The correction system includes three options:
  • Grid
    In this case the necessary corretion is evaluated based on a grid of nine rectangles uniformly distributed on the image. It is the first way which was implemented, but is the less reliable.

  • Rectangle
    In this case it is possible to decide the position and the dimensions of a rectangle on which estimate the best shift. To do it, click once on the high light image to open it and double click to close it. I have come to the conclusion that the best is to create a very large rectangle, which includes the whole image, because this reduces the uncertainties of the system.
    Two cautions: on one hand it is important not to include in the rectangle subjects which have moved from one picture to the other. On the other hand it is also necessary to leave enough margins on all sides so that the rectangles doesn't go out of the shifted image. If this happens, the system will encounter an error. In this case just go back to the previous page with the browser and choose a smaller rectangle.

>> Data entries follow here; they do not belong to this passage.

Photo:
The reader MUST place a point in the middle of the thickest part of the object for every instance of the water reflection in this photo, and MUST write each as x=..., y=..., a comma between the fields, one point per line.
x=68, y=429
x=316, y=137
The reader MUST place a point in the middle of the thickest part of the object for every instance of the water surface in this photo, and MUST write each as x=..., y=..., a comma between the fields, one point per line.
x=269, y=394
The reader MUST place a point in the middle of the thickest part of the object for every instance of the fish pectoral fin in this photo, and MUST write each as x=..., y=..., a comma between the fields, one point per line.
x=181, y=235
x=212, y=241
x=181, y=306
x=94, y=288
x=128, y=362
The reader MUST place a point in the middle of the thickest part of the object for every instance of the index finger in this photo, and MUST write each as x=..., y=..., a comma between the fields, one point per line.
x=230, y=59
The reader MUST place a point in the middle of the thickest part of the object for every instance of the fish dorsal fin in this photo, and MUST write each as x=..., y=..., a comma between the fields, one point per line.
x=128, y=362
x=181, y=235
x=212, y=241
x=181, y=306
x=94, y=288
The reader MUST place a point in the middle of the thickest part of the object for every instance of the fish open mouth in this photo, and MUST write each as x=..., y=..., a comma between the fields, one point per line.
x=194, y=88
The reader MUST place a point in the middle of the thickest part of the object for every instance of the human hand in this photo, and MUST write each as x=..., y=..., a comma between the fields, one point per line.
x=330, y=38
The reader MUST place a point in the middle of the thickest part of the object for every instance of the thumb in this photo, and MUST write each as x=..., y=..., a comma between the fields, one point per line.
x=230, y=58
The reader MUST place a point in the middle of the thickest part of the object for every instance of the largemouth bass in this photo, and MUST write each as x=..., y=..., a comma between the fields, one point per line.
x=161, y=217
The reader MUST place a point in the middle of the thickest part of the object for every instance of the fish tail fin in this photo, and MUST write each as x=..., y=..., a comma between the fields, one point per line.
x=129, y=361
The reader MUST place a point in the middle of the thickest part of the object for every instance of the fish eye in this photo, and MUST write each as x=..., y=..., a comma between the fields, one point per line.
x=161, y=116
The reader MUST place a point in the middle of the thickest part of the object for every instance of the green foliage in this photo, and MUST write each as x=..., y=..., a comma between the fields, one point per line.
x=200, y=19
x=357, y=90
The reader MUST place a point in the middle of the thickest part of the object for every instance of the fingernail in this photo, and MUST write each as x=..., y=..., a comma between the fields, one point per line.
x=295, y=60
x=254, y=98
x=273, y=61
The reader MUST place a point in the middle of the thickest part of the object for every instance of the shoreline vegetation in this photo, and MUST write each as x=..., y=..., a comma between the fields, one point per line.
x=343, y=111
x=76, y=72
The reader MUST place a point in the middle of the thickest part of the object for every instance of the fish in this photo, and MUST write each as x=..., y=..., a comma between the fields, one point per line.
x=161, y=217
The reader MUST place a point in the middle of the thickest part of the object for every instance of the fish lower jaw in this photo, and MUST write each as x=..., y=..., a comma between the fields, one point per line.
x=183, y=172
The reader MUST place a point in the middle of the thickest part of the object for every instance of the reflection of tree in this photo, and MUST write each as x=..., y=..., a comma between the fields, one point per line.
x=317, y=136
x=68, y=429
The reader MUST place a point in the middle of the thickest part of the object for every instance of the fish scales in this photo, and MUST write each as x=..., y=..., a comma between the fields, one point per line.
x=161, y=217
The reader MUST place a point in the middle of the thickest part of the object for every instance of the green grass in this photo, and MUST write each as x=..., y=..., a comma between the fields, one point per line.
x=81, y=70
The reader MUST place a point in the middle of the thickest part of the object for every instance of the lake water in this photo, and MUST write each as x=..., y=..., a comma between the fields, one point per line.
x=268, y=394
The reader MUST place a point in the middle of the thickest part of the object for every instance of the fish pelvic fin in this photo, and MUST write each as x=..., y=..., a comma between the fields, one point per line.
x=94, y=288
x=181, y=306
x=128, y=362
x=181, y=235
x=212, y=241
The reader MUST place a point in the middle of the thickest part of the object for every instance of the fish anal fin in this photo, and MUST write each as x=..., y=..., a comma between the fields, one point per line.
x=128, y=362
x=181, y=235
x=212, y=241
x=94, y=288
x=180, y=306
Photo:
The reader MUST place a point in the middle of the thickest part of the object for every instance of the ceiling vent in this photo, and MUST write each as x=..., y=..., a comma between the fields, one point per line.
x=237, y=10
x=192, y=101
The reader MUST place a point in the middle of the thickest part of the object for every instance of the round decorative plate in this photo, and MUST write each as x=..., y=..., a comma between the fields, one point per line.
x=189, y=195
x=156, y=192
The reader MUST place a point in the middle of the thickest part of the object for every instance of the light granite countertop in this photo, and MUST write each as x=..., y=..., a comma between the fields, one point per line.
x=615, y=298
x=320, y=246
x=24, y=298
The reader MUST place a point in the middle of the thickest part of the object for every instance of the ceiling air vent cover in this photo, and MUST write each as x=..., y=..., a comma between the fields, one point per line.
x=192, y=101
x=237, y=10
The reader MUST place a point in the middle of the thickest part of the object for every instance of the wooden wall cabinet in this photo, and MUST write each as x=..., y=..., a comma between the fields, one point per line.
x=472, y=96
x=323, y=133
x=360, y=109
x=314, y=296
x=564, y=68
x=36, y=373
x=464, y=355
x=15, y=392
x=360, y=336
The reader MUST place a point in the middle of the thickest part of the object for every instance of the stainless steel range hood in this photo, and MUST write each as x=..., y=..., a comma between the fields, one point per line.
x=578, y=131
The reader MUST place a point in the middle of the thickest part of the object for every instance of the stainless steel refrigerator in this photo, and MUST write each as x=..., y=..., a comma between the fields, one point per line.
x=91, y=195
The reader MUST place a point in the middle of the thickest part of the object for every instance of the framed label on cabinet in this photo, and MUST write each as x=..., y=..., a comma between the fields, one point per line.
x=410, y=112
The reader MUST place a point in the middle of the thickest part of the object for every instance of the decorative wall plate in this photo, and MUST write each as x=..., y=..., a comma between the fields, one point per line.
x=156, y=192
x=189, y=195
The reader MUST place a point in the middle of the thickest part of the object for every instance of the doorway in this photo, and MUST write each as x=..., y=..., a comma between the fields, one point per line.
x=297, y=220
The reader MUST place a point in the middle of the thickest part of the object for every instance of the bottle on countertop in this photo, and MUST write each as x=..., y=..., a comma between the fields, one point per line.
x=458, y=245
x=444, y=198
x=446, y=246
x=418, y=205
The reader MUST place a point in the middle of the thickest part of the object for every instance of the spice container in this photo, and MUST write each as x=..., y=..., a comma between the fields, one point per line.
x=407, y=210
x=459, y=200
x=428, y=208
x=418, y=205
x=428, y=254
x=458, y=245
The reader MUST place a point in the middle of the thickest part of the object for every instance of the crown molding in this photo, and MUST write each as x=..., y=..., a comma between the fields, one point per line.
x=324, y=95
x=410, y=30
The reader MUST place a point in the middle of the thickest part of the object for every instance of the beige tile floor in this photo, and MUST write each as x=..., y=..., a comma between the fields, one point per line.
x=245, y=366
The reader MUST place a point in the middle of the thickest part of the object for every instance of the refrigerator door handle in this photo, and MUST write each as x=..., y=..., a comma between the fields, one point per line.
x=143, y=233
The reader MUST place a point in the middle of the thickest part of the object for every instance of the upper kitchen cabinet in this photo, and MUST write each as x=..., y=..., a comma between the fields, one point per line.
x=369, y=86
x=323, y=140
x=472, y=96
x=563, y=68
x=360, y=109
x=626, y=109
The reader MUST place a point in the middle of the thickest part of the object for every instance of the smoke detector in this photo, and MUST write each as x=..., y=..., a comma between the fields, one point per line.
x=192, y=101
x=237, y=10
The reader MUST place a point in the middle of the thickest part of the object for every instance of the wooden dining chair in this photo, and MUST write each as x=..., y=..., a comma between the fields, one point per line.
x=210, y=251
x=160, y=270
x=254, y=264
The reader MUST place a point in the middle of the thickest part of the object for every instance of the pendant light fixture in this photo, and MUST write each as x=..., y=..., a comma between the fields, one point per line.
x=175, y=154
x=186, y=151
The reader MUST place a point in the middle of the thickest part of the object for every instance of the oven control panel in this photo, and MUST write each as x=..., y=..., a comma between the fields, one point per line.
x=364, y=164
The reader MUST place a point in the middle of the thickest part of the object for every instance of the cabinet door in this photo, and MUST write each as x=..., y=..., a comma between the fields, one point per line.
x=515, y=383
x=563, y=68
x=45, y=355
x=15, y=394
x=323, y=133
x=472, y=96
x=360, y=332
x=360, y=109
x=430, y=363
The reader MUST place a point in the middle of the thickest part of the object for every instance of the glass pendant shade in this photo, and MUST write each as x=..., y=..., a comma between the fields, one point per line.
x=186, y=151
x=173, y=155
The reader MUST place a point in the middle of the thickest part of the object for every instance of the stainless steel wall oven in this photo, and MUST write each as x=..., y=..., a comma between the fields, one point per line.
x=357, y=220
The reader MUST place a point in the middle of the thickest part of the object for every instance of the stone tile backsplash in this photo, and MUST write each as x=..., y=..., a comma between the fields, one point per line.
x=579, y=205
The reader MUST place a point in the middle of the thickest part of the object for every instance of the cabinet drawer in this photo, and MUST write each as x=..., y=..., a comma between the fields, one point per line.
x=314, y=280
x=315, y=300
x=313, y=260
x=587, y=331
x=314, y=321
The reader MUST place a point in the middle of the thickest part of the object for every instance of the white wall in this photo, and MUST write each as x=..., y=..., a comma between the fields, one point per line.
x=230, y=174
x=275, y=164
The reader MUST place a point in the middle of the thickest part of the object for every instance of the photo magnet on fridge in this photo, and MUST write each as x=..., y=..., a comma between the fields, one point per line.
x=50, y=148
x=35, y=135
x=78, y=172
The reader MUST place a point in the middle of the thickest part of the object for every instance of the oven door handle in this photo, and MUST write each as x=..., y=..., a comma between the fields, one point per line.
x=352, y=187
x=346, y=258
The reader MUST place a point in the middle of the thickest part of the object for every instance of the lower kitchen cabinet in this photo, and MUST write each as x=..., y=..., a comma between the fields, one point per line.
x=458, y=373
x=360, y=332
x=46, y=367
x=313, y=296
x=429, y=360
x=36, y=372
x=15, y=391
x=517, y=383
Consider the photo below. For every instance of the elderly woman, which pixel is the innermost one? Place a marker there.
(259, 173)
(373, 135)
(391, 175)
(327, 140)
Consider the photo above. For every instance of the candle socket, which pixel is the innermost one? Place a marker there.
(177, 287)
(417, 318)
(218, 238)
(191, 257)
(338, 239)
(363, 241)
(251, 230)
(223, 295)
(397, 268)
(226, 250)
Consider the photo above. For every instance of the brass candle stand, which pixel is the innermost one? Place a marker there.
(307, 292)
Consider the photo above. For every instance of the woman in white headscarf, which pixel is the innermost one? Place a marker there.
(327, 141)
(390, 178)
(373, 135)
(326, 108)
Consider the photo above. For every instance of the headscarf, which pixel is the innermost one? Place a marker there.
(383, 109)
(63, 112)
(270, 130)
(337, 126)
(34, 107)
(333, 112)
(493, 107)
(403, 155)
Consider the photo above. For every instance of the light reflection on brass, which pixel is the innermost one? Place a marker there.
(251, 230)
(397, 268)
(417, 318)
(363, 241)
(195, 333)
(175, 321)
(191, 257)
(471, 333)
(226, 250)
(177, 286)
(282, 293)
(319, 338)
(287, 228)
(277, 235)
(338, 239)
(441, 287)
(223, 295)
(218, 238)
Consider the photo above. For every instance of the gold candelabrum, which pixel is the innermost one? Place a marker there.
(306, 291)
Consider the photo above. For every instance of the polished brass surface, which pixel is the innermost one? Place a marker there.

  • Square to optimize manually the shift
    In this case the square part of the two images are shown superposed at original dimension and in transparency in a dedicated table. Clicking on the arrows it is possible to shift one square in respect to the other until the subjects are exactly superposed. The values for the vertical and the horizontal shift can be used to create the preview or directly the full size image (throuh the button Apply!).
    The manual optimization can be necessary in case of images with no sharp edges inside or in which part of the subject becomes invisible in the longer exposed picture.
    Important Note: If the shown square doesn't look like it should, in particolar with Internet Explorer, delate the cache of the browser!
The option "Use inserted values as starting point!" means that the optimization process (in case of the first two options) starts from the inserted values. This is useful to help the algorythm move in the correct directions when the shift is very large (for example in the case of pictures taken at long focal lentgh).